I'm trying to understand the role of landmarks in SLAM algorithms. I've glanced over a few books concerning landmark based SLAM algorithms and I've come up with a rudimentary understanding which I believe is flawed.
How I think SLAM works:
As I understand it, landmarks are a set of points in a map whose locations are known a priori. Furthermore, the number of landmarks in a map is fixed. The number of landmarks detected at any one time may change, but the number of landmarks that exist in the map remains static at all times.
My understanding is that SLAM algorithms exploit the fact that these points are both uniquely identifiable and known a priori. That is, when a robot senses a landmark, it knows exactly which landmark it detected and thus knows the exact location of that landmark. Thus, a slam algorithm uses the (noisy) distance to the detected landmarks (with known location) to estimate its position and map.
Why I think I'm wrong
In my naive understanding, the usefulness of SLAM would be limited to controlled environments (i.e. with known landmarkds) and completely useless in unknown environments with no a priori known landmarks.

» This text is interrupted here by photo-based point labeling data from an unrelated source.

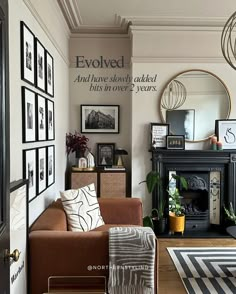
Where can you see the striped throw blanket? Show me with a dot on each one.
(131, 260)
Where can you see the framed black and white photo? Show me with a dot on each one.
(50, 120)
(100, 119)
(226, 132)
(30, 172)
(182, 122)
(41, 170)
(49, 67)
(175, 142)
(50, 165)
(27, 54)
(159, 132)
(28, 115)
(41, 118)
(105, 154)
(40, 65)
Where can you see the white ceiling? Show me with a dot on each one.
(113, 16)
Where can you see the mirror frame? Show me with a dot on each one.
(163, 120)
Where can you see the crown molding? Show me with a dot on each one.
(50, 36)
(148, 59)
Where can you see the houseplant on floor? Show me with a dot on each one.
(231, 217)
(176, 209)
(157, 219)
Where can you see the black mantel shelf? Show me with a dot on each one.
(195, 161)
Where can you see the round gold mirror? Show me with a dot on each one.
(192, 101)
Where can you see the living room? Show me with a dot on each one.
(121, 54)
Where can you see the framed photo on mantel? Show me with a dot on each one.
(159, 132)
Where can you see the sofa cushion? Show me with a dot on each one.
(82, 209)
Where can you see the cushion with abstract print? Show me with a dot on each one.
(82, 209)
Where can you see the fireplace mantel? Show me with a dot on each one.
(185, 161)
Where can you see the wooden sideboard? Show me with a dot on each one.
(107, 183)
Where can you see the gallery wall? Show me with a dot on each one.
(47, 23)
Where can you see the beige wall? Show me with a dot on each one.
(47, 23)
(92, 47)
(183, 52)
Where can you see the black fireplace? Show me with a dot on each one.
(211, 177)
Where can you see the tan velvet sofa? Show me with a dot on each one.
(55, 251)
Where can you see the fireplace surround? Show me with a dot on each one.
(211, 177)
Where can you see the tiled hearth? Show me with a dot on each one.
(211, 177)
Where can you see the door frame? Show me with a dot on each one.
(4, 149)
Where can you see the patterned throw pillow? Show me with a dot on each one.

I would presume that some sort of feature detection algorithm would have to dynamically add landmarks as they were detected. However, this fundamentally changes the assumption that the number of given landmarks must be static at all times.
I know I'm wrong in my understanding of feature based SLAM, but I'm not sure which of my assumptions is wrong:
Do feature based SLAM algorithms assume a static number of landmarks?
Do the landmarks need to be known a priori? Can they be detected dynamically? And if so, does this fundamentally change the algorithm itself?
Are there special kinds of SLAM algorithms to deal with unknown environments with an unknown total number of landmarks in it?